Race-ing the Museum: Some Afterthoughts

Our workshop ended on Friday the 13th with a beautiful day at the Carnegie Library of Braddock with the artist collective Transformazium, after a packed week of field work and intense conversation with an amazing group of graduate students and faculty from across Pitt's campus.

Over the course of the week we met and talked with various curators, educators, and archivists at the Carnegie Museum of Art, the Teenie Harris Archive, the Hunt Institute for Botanical Documentation, the Heinz History Center, the Allegheny City Gallery on the Northside, Pitt’s special collections and multiple archives, and the Art Lending Library in Braddock.  We interacted in various ways with objects on display and brought from storage, as well as curated selections of mixed materials from larger collections, and on the last day had a chance to do some speed-curating of our own in the art lending space at the Braddock Library.  In between, we talked a lot about what we had seen and heard and about what we should do to put ideas in practice and push the conversation forward in public.

For me personally it was a revelation to move from one radically different collection to another and to ponder the structural differences that help determine their narratives, audiences, and engagements.  Each institution has its own criteria of quality and value.  These value systems in turn create communities around them.  Some systems are inherently more exclusive than others and therefore present particular challenges for an ethic of inclusion.
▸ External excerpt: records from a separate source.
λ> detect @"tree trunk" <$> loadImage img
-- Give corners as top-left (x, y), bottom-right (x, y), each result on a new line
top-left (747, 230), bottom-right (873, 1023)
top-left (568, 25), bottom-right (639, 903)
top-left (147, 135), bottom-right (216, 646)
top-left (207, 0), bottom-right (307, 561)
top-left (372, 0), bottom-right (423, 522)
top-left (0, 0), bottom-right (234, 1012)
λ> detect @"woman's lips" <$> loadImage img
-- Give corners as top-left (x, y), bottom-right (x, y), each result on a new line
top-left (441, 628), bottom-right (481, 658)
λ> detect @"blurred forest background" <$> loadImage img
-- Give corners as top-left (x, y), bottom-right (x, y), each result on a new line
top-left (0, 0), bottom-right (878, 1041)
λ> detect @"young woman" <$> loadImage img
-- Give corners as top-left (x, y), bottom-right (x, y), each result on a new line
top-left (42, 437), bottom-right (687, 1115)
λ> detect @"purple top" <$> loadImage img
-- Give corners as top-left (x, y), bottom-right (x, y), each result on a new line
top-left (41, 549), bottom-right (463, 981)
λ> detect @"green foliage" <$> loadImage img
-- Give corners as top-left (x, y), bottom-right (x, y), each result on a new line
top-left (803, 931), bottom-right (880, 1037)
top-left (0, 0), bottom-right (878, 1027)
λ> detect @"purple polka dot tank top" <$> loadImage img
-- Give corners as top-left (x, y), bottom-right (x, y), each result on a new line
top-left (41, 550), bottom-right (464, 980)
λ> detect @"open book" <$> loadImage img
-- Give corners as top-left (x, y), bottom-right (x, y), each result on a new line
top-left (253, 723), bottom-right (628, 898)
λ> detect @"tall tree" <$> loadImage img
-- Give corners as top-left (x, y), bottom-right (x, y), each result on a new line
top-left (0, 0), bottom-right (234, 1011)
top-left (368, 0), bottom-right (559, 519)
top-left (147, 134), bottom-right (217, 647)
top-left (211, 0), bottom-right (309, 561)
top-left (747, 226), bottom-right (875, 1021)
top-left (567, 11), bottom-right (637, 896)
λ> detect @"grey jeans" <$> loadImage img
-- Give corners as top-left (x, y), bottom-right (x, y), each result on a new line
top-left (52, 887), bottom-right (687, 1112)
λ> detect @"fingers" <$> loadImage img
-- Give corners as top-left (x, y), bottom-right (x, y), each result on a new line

At the Hunt Institute, for example, with the help of their generous staff we spent a couple of hours examining prints and books mostly against the grain: we looked through botany books and various records of collecting expeditions by European and Anglo colonizers to see how they represented the indigenous and enslaved peoples who actually supplied much of the knowledge.  Against the hierarchy of power and knowledge communicated by the materials themselves, we worked to recover the devalued voice and expertise of the peoples at the bottom of the hierarchy. At the Teenie Harris Archive, in the Carnegie Museum of Art, with the help of their equally generous curators, we had the privilege of entering a lost world – the largely African American Hill district before the destruction wrought by urban renewal – through the eye and lens of the maker himself, a man who did not self-identify as an artist and who rarely entered the art museum where his huge collection eventually found a home.  Here the institution has the good fortune to mine the knowledge of the community, because many of them from those days are still alive and come in to talk about their pictures and their world.  And so an archive of images has also become an archive of oral memory and of written history, all deeply interwoven into a still living community fabric.  A quote my co-facilitator Shirin read to us two days later keeps returning to my mind: If one no longer has land, but has memory of land, then one can make a map.

And in Braddock, where Shirin read that passage – one of the poorest municipalities in our region – we thought about the value system of an art lending library in the context of a community whose resources, knowledge, and creativity tend to be ignored in a racialized master narrative of blight and distress.  Here is a public library that lends original art for three weeks to anyone with a county library card – art that includes work donated by every artist represented in the 2013 Carnegie International, black arts printmakers, emerging artists, and paintings by incarcerated men in a prison art program.  All of it surrounded by books on art and society in a light-filled room with salaried art and culture facilitators from the nearby community to discuss the art and its makers and stories.  From these artworks and books we curated our own multi-media displays on various themes which had emerged here and there in our week-long conversation.

That conversation was simultaneously challenging, contentious, draining, and energizing.  But the big question we returned to all week was what can we do?  Many interesting ideas for real projects came out over the course of the week, and some initiatives have gotten started.  We are talking about exhibitions and websites and courses and new partnerships and pedagogical initiatives.  I’m sorry I won’t get too specific at the moment, because we are in the early stages and some ideas may blossom and others may not.  But, with a little patience and some more work, we’ll start to roll out ideas and proposals and solicit advice and feedback.  We promise to keep you posted.